Er war keine zwei Schritte weit gekommen, als ein Luftzug ihm deutlich die Gegenwart einer anderen Person ankündigte, einer Person, die sich rasch und lautlos bewegte. Er wirbelte herum, doch es war bereits zu spät. Lange Krallen packten nach seinem Genick.

 

Das Letzte, was er wahrnahm, bevor er das Gefühl hatte vom Boden verschluckt zu werden, war das flackernde Licht einer Kerze.

 

* * *

 

Etwa eine Viertelstunde später betrat der diensthabende Prylar mit einem Akolythen die Wandelhalle.

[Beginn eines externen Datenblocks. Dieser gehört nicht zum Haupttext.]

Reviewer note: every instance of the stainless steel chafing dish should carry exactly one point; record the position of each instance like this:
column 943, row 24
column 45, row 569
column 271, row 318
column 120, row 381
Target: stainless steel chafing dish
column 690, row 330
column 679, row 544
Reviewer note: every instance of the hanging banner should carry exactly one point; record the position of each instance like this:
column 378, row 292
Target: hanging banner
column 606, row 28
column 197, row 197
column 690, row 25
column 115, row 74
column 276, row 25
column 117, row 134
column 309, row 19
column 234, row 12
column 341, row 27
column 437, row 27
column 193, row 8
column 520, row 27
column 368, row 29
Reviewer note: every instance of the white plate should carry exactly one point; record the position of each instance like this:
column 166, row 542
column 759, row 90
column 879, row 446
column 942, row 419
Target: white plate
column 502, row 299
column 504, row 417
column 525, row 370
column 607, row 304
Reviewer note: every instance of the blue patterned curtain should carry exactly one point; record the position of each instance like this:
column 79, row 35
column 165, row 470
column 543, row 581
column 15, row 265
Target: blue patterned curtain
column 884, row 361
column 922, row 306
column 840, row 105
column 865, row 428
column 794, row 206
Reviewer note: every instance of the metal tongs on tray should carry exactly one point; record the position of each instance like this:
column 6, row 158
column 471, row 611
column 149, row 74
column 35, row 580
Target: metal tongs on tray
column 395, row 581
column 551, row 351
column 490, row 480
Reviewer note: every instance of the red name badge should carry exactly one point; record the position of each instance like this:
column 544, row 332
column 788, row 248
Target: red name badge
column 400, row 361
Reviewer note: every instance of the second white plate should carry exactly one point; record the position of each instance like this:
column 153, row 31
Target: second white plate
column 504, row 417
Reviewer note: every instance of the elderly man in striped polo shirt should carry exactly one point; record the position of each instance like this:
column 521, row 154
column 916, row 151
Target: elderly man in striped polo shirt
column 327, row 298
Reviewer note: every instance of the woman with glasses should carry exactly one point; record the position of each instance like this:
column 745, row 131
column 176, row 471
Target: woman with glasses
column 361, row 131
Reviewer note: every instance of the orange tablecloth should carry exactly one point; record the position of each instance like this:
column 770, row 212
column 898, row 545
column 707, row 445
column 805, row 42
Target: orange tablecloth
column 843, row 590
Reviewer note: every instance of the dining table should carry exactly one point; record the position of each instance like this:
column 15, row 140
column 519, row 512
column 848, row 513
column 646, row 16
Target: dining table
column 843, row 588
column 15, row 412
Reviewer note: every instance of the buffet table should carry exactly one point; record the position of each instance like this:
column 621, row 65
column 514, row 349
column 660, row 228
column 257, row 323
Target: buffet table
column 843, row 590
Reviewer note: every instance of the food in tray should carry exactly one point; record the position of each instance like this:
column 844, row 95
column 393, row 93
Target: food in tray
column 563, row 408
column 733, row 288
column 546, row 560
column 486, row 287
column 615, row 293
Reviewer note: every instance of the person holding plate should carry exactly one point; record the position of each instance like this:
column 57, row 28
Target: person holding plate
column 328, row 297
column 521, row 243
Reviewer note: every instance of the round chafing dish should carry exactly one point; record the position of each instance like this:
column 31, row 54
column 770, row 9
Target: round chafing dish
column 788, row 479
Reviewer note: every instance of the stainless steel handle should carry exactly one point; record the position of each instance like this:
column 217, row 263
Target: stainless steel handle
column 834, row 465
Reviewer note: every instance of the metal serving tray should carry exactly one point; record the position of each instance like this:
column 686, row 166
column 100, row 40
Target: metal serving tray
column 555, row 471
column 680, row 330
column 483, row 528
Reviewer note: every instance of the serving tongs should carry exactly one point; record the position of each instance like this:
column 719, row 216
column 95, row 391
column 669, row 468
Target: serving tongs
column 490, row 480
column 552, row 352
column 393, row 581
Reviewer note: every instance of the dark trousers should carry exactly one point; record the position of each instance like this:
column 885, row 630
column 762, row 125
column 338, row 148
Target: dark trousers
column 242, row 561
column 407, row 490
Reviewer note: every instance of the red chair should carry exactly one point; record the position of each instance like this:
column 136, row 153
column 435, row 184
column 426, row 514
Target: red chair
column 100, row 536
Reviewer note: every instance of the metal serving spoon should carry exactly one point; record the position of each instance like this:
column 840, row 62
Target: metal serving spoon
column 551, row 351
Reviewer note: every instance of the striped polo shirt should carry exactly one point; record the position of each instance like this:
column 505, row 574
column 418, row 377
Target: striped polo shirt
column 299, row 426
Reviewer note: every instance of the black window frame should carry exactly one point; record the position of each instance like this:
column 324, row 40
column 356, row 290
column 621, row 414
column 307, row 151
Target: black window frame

Er bewegte sich vorsichtig vorwärts, spähte um die hohen Sandsteinsäulen um sicherzugehen, dass der Kai sich bereits zurückgezogen hatte und nicht in seiner Kontemplation gestört wurde. Als er sich der Verlassenheit der Wandelhalle versichert hatte, aktivierte er die Energiebarrieren der Fenster. Dann blickte er sich um, stellte fest, dass ein Kerzenständer falsch stand und rückte ihn gemeinsam mit seinem Akolythen wieder an die korrekte Stelle zurück, wo der Boden bereits die passende Mulde aufwies.

 

Zufrieden nickte der Prylar noch einmal vor sich hin und verließ dann mit seinem Schüler die Halle.